回答者 マンション管理士 千代崎一夫さん(ハウジングケースワーカー・住まいとまちづくりコープ)


 

 二十八年経った三十五戸のマンションの住民です。屋上にある水槽から水漏れがして寿命だと判断しています。交換工事の見積もりを三社から取り寄せたところ、金額がまちまちです。どのように考えたらいいのでしょうか。(埼玉県・O生)


 千代崎どのくらいの差がありましたか。
 ――四百万円台の見積もりが最初に出ていて、複数がよいだろうと取り寄せたところ、二百万円台と三百万円台が出てきました。

 千代崎理事会が取り寄せたのですか。
 ――いいえ、最初の会社は理事長が取り寄せて、ほかは会計の担当者が取り寄せたようです。
 マンションの管理は、管理会社を入れないで自主管理をしていますが、理事会で組織的に運営をしているという状態ではありません。

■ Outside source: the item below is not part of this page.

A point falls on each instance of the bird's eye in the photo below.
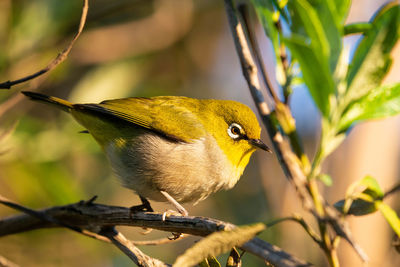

 千代崎理事会が開かれていないと、行ったことの評価が後でもできないし、蓄積がされていきません。自主管理でも、ぜひ組織的な運営を心がけてください。
 本来は水が漏れていても修理が可能な場合もありますが、その点のチェックもするべきでしょう。
 ――なぜこのように見積もり金額がばらつくのでしょうか。

 千代崎それは、どのような工事を行うのかという内容が、はっきりしていないことが原因だと思います。
 高架水槽の交換ですと、水槽自体と解体撤去・取り付けおよび配管と保温工事が必要だと思われます。そのほかバルブ類の交換だと思われます。
 こういった工事を最低限だけ行うのか、それともこの際だから、行っておいた方がよいと思われることはやってしまおうと考えるのかで、随分と差が出てきます。
 高架水槽の大きさは見積もりを見れば分かると思いますので、比べてみてください。太陽に当たる個所ですので、これから交換するのであれば、水槽の壁が二層になっている構造のものにしてください。断熱効果があります。一層よりは水温が一定に保てますので、夏は冷たく、冬は温かい水が供給されることになります。
 見積書の内容が、もし同じようなものであれば、最初の一番高い見積もりは「競争がない」と判断した結果と考えるのが自然ですし、後の二通は得手、不得手も含んだバラツキと考えていいのではないかと思います。
 工事の内容を記したものを「仕様書」といいますが、これを作って同じ条件で断水時の対応も含めた見積もりで比べないと意味がありません。
 また、工事の保証も実際の費用の一部ですので、保証の期間や内容を同じもので見積もらせることが必要です。
 自主管理ということであれば、近所で信頼できる施工会社を確保しておくことも努力しておいた方がよいと思います。
 以上のことを管理組合で行うのはなかなか大変だと思います。必要なことをお話ししましたが、今までに聞いたことがないということであれば、費用がかかっても工事のコンサルタントをできる人に依頼して、助力をしてもらった方がよいと思います。